Laparra was in charge of the Special Prosecutor’s Office Against Impunity (FECI) in Quetzaltenango, one of Guatemala’s most populated departments. She is one of the current and former prosecutors who took part in the anti-corruption efforts led by the International Commission Against Impunity in Guatemala (CICIG), and who are now being targeted for prosecution.

CICIG was precipitously ended by the administration of then President Jimmy Morales in 2019, after twelve years of prosecuting top-level government officials and backing the investigations that led to the indictment of former vice-president Roxana Baldetti, who was sentenced to fifteen years in prison for fraud.

During the International Anti-Corruption Conference in Washington D.C., Jimenez reflected on the new challenges faced by anti-corruption movements and institutions in Latin America, a region where efforts like CICIG were showing results.

“Many of these countries where we have seen major setbacks in the anti-corruption efforts, are countries that cannot do this alone,” Jimenez said. “The role of external actors such as the UN continues to be very important. We saw this in Guatemala. We’ve seen the possibility of establishing an anti-corruption mechanism in Honduras, but we need to learn from some past mistakes.”
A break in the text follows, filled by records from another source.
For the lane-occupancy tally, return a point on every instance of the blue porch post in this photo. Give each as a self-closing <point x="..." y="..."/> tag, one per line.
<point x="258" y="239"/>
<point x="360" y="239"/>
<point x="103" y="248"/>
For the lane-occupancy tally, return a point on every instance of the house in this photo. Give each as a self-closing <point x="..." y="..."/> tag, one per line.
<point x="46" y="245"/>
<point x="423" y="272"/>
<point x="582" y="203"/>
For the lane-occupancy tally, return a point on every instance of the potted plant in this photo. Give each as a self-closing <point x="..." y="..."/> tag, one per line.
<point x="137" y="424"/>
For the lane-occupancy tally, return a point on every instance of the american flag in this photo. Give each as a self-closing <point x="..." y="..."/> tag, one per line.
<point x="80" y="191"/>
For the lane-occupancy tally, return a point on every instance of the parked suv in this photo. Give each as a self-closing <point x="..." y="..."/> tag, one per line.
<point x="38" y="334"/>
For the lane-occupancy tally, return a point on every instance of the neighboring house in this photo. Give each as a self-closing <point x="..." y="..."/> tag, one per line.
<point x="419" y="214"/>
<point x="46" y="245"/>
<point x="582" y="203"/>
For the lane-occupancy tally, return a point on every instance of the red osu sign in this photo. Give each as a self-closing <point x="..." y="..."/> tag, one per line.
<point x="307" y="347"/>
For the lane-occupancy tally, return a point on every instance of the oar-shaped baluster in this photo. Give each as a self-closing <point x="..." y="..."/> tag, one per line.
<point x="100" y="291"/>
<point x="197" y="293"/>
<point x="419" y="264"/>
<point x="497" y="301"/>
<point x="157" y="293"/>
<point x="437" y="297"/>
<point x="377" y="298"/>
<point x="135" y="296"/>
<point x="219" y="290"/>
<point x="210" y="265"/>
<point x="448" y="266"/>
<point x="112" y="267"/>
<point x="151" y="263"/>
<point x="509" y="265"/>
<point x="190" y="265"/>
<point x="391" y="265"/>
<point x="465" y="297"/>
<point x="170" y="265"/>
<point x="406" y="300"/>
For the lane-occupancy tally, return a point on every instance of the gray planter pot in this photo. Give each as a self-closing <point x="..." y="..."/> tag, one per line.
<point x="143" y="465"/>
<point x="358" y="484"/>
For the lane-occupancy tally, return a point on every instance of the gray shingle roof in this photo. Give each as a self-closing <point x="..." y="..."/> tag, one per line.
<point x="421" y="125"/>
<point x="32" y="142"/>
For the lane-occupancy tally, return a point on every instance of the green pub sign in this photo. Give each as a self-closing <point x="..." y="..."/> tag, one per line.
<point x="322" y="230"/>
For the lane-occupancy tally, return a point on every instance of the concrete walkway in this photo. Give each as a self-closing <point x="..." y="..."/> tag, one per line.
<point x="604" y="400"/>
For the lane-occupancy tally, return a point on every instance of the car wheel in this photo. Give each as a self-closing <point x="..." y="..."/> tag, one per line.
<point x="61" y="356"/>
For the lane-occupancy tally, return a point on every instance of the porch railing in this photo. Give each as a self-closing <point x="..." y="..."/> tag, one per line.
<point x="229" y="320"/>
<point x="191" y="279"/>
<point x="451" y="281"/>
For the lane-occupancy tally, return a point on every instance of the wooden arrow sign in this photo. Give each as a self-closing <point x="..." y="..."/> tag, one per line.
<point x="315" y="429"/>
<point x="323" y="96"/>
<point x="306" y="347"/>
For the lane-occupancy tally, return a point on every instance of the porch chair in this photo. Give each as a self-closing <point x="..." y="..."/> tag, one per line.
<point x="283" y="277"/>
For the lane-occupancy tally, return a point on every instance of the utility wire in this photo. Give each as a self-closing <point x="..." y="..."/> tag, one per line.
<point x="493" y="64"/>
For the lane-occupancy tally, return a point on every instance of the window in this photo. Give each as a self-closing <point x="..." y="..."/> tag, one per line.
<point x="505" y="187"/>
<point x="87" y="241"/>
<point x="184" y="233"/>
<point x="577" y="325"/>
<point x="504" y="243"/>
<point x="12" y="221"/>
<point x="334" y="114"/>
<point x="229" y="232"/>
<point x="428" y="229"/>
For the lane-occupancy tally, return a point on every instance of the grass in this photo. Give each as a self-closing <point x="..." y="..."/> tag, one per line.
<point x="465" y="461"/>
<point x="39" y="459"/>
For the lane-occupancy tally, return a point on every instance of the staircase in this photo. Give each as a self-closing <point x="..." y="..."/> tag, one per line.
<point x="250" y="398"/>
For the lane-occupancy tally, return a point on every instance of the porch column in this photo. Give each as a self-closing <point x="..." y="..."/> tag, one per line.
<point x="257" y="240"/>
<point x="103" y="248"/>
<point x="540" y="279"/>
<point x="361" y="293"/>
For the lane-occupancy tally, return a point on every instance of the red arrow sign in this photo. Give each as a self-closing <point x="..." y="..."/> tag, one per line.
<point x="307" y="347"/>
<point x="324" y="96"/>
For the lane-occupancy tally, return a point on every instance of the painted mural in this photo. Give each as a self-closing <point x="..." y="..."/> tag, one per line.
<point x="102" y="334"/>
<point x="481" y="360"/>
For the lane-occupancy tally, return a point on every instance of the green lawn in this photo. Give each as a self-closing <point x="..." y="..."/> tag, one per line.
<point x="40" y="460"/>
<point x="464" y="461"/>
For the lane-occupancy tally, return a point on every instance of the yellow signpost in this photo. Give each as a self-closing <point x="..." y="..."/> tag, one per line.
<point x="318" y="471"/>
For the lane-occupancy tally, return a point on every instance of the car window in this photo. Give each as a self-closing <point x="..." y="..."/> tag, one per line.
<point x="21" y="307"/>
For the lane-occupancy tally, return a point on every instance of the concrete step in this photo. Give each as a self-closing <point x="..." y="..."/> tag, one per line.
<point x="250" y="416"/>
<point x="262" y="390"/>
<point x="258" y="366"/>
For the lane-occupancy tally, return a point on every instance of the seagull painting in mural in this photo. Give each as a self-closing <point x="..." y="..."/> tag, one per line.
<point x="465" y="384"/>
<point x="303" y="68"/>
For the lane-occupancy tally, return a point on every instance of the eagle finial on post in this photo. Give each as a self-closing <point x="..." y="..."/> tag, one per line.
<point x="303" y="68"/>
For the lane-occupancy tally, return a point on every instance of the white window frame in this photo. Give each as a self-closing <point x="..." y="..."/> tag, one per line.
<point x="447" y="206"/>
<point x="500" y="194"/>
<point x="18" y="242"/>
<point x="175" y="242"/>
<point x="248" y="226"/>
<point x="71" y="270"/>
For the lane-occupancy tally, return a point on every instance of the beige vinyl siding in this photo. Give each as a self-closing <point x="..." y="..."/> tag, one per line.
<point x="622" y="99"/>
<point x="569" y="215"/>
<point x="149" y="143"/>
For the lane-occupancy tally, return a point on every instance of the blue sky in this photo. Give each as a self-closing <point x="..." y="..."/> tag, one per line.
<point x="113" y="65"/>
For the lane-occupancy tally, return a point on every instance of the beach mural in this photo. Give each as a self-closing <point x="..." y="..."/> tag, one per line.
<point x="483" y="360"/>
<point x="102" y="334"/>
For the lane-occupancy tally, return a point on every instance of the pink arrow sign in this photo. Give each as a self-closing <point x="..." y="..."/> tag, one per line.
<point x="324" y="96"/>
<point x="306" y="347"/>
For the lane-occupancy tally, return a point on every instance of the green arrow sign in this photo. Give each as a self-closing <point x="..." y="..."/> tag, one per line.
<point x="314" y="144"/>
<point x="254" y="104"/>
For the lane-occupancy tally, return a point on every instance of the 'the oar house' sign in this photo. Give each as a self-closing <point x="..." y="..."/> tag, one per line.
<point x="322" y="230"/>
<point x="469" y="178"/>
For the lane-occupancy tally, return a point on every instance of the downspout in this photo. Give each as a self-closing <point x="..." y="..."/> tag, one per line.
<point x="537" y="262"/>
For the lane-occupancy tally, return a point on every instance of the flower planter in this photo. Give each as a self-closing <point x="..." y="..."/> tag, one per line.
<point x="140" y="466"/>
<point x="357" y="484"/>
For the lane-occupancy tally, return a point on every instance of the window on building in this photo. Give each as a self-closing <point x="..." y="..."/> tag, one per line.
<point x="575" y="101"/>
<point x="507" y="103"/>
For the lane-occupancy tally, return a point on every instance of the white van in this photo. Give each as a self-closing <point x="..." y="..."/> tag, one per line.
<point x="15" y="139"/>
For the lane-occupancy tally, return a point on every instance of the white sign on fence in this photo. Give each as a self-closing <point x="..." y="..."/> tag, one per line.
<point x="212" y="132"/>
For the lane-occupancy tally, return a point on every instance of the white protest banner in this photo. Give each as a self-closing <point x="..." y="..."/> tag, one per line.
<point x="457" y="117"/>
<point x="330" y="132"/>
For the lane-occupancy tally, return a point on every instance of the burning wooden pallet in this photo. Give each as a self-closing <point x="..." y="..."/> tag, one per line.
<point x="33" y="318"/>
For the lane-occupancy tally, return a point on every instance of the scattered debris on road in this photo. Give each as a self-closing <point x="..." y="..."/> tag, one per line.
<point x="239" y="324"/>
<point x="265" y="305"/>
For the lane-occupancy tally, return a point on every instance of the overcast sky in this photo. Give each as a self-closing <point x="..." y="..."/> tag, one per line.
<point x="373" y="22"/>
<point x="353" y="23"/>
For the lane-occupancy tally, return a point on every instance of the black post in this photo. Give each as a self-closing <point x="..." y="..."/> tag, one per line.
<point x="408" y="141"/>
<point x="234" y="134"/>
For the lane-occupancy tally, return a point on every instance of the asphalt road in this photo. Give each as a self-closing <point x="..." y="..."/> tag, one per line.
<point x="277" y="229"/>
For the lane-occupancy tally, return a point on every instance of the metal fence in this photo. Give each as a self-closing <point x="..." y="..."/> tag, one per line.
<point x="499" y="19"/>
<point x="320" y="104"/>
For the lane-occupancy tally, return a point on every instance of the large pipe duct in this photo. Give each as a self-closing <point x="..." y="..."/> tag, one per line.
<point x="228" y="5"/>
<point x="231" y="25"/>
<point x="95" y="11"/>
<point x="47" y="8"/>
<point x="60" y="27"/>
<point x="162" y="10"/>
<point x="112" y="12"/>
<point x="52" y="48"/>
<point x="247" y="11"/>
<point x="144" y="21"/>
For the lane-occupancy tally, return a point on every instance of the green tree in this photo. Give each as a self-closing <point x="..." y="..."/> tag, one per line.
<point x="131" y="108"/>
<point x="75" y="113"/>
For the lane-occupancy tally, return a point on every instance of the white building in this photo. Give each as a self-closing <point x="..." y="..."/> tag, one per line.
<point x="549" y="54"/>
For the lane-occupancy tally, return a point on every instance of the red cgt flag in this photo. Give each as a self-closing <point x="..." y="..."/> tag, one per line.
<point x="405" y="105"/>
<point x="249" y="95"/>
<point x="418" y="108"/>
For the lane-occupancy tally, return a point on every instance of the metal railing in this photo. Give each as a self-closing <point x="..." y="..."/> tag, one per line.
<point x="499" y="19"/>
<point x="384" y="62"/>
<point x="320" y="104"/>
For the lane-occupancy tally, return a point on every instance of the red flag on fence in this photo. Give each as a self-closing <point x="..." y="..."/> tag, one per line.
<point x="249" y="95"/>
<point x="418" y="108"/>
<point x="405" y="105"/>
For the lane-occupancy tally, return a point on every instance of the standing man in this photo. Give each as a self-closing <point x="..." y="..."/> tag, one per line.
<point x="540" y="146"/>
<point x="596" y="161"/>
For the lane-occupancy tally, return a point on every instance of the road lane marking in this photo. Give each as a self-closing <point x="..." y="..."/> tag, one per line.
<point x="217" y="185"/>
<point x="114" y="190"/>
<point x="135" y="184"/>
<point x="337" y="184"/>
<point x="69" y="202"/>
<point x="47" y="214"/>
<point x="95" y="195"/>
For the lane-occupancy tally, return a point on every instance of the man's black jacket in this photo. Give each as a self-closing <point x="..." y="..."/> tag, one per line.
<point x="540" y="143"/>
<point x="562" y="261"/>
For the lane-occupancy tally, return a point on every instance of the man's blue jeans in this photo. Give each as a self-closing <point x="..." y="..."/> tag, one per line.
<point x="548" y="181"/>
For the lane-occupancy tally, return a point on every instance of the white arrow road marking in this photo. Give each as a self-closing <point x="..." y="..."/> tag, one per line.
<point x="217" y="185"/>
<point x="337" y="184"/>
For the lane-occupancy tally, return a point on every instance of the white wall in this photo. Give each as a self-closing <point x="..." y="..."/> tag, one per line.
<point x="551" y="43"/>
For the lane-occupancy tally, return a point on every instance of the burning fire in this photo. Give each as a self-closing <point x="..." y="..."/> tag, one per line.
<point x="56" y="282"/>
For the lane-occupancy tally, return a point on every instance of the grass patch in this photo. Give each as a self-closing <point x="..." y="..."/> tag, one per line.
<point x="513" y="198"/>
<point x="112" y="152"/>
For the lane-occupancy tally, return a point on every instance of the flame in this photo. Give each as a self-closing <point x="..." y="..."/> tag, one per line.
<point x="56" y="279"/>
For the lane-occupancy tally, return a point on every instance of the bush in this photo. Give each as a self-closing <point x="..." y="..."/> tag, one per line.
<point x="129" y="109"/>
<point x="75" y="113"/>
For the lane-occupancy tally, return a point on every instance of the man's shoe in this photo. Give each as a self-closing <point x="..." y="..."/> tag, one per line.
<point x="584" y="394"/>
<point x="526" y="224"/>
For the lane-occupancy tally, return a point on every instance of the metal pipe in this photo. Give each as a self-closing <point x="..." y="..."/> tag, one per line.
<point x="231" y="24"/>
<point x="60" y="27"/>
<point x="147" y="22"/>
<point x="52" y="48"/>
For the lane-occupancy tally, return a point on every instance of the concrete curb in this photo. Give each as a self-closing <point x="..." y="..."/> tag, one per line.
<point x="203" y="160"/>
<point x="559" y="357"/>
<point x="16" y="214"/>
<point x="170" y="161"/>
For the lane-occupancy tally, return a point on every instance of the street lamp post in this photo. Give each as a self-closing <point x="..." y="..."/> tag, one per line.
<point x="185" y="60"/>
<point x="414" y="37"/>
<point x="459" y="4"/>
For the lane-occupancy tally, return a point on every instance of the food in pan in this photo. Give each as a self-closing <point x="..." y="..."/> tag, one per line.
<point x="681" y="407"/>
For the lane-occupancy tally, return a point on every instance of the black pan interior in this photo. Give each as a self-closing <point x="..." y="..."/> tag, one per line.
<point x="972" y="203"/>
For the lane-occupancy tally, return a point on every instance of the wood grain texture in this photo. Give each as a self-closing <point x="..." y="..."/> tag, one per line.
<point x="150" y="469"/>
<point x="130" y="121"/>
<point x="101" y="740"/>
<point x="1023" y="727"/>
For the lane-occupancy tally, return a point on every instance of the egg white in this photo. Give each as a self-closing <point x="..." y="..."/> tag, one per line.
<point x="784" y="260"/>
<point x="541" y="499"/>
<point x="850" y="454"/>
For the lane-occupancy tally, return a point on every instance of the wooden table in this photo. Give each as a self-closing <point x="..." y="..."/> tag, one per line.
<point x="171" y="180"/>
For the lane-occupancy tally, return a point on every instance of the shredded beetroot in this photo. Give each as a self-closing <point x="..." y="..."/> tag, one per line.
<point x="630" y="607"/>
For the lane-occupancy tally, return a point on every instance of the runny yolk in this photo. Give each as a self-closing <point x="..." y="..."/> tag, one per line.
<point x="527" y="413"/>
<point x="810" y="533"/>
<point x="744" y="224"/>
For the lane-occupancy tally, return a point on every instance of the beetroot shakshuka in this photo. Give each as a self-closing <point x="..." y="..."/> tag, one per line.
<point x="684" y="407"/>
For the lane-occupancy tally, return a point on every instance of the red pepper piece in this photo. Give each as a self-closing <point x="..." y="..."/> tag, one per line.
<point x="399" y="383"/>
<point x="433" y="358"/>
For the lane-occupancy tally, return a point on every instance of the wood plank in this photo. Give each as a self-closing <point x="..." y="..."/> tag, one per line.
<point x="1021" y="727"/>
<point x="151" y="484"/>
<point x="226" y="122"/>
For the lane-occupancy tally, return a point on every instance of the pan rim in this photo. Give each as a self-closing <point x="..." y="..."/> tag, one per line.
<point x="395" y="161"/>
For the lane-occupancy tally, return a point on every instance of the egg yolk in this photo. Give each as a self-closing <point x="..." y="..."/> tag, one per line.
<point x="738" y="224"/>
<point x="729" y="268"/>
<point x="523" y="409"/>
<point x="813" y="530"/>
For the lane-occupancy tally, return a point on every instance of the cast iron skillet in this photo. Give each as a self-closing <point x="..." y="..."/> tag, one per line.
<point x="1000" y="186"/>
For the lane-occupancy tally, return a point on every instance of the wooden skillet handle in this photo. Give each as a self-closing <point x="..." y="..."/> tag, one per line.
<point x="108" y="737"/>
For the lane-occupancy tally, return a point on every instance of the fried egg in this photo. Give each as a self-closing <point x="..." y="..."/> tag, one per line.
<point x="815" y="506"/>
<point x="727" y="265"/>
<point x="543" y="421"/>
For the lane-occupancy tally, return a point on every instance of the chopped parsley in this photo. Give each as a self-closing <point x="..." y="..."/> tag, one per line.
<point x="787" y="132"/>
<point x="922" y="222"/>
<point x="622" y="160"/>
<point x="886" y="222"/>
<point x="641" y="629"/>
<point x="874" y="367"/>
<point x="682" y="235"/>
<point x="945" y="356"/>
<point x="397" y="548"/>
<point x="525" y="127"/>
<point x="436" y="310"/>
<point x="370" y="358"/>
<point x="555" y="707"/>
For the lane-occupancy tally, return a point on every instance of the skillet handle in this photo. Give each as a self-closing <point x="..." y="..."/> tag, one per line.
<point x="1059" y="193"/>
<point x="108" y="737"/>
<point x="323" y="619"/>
Transferring capacities and sustaining the protection for anti-corruption actors working in the field, she continued, is essential.

“We need to make sure that there are clear laws and institutions in place to continue the efforts on the ground in an independent way and in a way that cannot be turned back,” she said. “We need better protocols, and better measures in place, to ensure that when international mechanisms end, those who are going to continue the fight on the ground, can do so, safely, and with the protection of their physical integrity and their dignity.”

Speaking in the same panel, Ed O’Donovan, Special Advisor to Mary Lawlor, UN Special Rapporteur on the situation of Human Rights Defenders, said that in order to aid anti-corruption activists and provide them the necessary tools to do their work, the international community should start treating them as human rights defenders, and expressed that anti-corruption work is indeed human rights work.

“There are things that we can learn from the protection experiences and work that has been done for human rights defenders over the past twenty years that anti-corruption activists can benefit from,” O’Donovan said.  “The threats and the risks faced by anti-corruption activists are similar in nature to those faced by human rights defenders working in other sectors, and various mechanisms have been settled to focus protection on human rights defenders.”

The backlash on anti-corruption prosecutors and public officials in Guatemala has led to at least 31 justice operators fleeing into exile, joined by an undetermined number of journalists, human rights defenders and environmental activists.